Utente 808XXX
Mi padre ieri alle ore 13 e 20 circa ha avuto un attacco ischemico.
Premetto che ha 69 anni, un infarto del miocardio nel 1982 ben superato alle spalle, ed un'occlusione cronica totale della carotide interna dx (diagnosticata due mesi fa in occasione di una TIA).
Non è iperteso, ha i valori del sangue nella norma, non fuma ma è obbeso.
All'arrivo in Ospedale gli hanno trovato valori pressori normali, ECG normale, esami del sangue normali.
Referto TC senza MDC ore 14:07
Aspetto iperdenso dell'arteria cerebrale media di sinistra, in assenza di alterazioni densitometriche parenchimali, indicativo in prima ipotesi di trombosi arteriosa in fase iperacuta.
Tale reperto va rivalutato mediante esame TC a breve distanza (circa 12h).
Il sistema ventricolare è in asse morfo-volumetricamente normale.
Spazi liquorali pericerebrali di regolare ampiezza.

I disturbi clinici osservati sono stati afasia sensoriale, disfagia, paralisi braccio-mano dx e gamba-piede dx.

E' stato ricoverato nel reparto di Medicina dell'Ospedale di Sessa Aurunca (Ce), messo sotto osservazione e sottoposto a terapia con Eparina e Ticlopidina ed altre medicine che non ricordo.

Stamane, dopo una notte relativamente tranquilla, il suo quadro clinico appariva leggermente migliorato.
L'afasia era meno accentuata, muoveva braccio e gamba anche se con meno forza dell'altro emisfero, appare lucido ed abbastanza tranquillo.
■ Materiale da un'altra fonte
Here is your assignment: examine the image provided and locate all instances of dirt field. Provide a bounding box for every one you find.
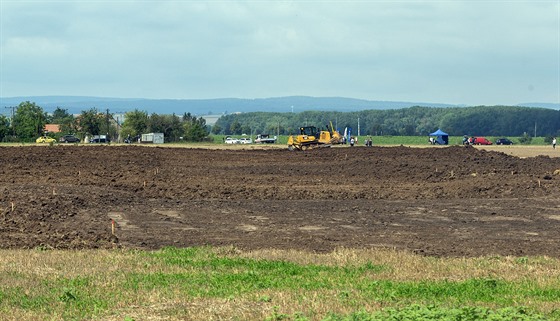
[0,146,560,257]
Lo hanno sottoposto alle ore 8:57 a nuova TC Cranio ed RX torace. Riporto i risultati

TC
Al controllo attuale persiste l'aspetto iperdenso della cerebrale media di sinistra, ad essa si associa una sfumata area di ipodensità in sede lenticolare ed insulare sinistra ed a livello della corona radiata omolaterale indicativa di evento ischemico in fase acuta.
Lieve riduzione volumetrica del ventricolo laterale sinistro per effetto compressivo da fenomeni edemigeni, cui si associa una riduzione dell'ampiezza dei solchi liquorali pericerebrali fronto parietali di sinistra di analogo significato.
Modesto shift del setto pellucido verso destra di circa 3,5 mm.
RX TORACE
L'esame è stato eseguito in clinostasi nella sola proiezione AP
Non sono evidenti lesioni parenchimali in atto.
Diaframma regolare nel profilo con seni costo-frenici liberi.
Ombra cardiaca aumentata di volume.

Oggi si è anche leggermente alimentato (qualche cucchiaio di pastina ed una mezza mela) e gli hanno messo il catetere per motivi pratici.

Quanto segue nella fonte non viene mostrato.